TORS! maybe... is it removed? that is exactly what will happen if TORS isnt disabled properly, it will spark great once and then nothing so you kick it over, you get a good spark, but then it wont run when you put plug back in and kick it. Sounds like it detonates once but then sputters out right?

Since its a 91, you should just have to unplug the throttle sensor, and unplug the connector coming off the big box on top of the carb. Make sure the wires arent spliced together or touching if someone already cut them.
 
The TORS is disconnected completely and there is no trace of fire at all but there is spark when checked. When the pulsar coil was put in, the bolt holes lined up but needed to shave .005" to .010" off the plastic to make fit in the bottom of the stator. They told me that it seemed it was firing 180 out. Even when they rotated the stator, it was still firing 180 out. Doesn't make since to me so I am going to check it myself when I get time this week.
 
Well, did not get around to checking the spark timing. This is because my friend got a stator from a running blaster off of ebay. Put it on and now it runs. The stators look similar but the bolt holes. The one that was on the blaster had elongated holes. Not parallel with the diameter for spark advancement. They were perpendicular to the diameter. Also noticed the spark of the one that was on it seemed to be constant. The one from ebay had a noticeable pulse.
 
Make sure the throttle is not stuck open.... even if it has an aftermarket carb make sure the slide is in correctly and closing completely.
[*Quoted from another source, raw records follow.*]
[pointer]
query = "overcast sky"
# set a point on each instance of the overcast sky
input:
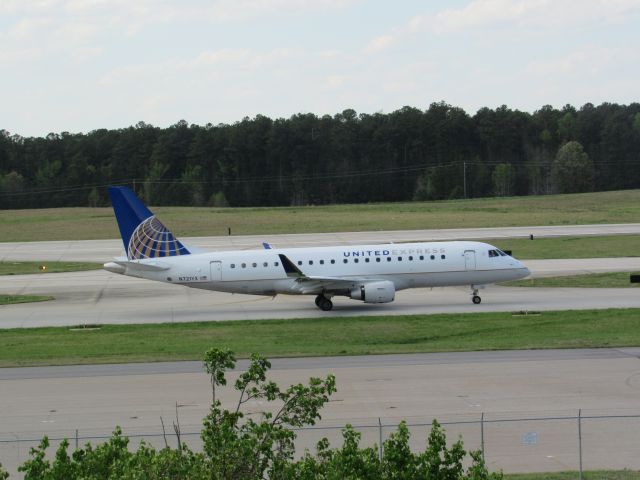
(74, 65)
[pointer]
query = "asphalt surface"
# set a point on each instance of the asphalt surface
(455, 388)
(106, 298)
(104, 250)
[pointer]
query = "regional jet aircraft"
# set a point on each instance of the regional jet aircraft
(369, 273)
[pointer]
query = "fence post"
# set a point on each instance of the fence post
(380, 436)
(580, 439)
(482, 435)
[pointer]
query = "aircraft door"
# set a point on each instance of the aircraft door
(470, 259)
(216, 271)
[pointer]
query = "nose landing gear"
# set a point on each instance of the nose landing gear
(475, 298)
(323, 303)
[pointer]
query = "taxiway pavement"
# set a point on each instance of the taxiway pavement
(452, 387)
(102, 297)
(104, 250)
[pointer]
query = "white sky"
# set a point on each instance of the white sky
(74, 65)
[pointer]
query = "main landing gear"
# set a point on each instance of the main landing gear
(323, 303)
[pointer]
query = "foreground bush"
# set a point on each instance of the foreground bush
(235, 447)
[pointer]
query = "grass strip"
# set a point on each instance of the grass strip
(22, 268)
(9, 299)
(589, 475)
(592, 280)
(321, 336)
(98, 223)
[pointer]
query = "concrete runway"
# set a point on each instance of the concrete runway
(106, 298)
(104, 250)
(452, 387)
(102, 297)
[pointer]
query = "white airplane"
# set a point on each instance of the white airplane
(370, 273)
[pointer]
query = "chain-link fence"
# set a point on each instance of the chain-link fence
(580, 441)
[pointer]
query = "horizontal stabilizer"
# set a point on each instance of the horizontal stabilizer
(146, 266)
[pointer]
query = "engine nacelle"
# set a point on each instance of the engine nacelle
(375, 292)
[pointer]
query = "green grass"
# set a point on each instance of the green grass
(97, 223)
(323, 336)
(571, 247)
(21, 268)
(592, 475)
(593, 280)
(9, 299)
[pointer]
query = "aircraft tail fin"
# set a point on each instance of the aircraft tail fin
(143, 235)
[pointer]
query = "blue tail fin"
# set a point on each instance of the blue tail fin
(143, 235)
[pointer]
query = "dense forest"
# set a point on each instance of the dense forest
(410, 154)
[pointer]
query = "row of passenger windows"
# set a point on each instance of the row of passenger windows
(367, 260)
(345, 260)
(255, 265)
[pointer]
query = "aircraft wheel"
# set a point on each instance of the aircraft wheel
(325, 304)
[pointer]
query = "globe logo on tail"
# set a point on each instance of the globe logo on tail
(151, 239)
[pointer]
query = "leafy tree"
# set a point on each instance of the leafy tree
(504, 179)
(572, 170)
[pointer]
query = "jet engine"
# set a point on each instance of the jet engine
(375, 292)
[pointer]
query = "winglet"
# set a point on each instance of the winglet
(289, 267)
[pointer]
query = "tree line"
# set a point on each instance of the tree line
(409, 154)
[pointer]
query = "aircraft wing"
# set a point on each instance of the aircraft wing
(307, 284)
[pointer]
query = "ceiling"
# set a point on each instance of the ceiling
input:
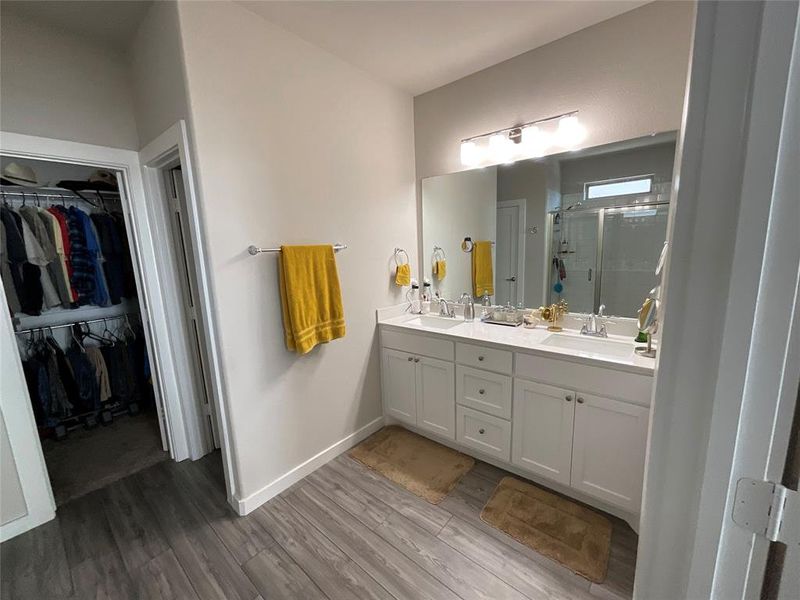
(108, 23)
(418, 46)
make sure the pipe is not plugged up.

as dumb as it sounds make sure the piston is installed correctly. Ive seen people put them in backwards
 
you said you had a new coil on there, isnt that where everything is grounded? or am i thinking of the cellanoid? and if it is sand it down in there to make sure its grounded good.
 
Thought I'd come back to this form to see what else was posted. I would like to give an update to a few more issues we had but resolved. The bike ran great and ran for a while. My friend decided to give back the top end to my cousin after he got another top end and had it bored (it was used) to freshen it up. It did blow up after the first tank (pretty much after brake in). This happened twice to him but it was because they didn't check the amount of wear on the crank where the rod is. I think they said the max clearance between it and the bearing was supposed to be .028" and they had .032". They put a good crank in it and redid the top end (it is now .060" over). It has been running great from late March to present. Moral of the story is to check everything over thoroughly and do not assume anything.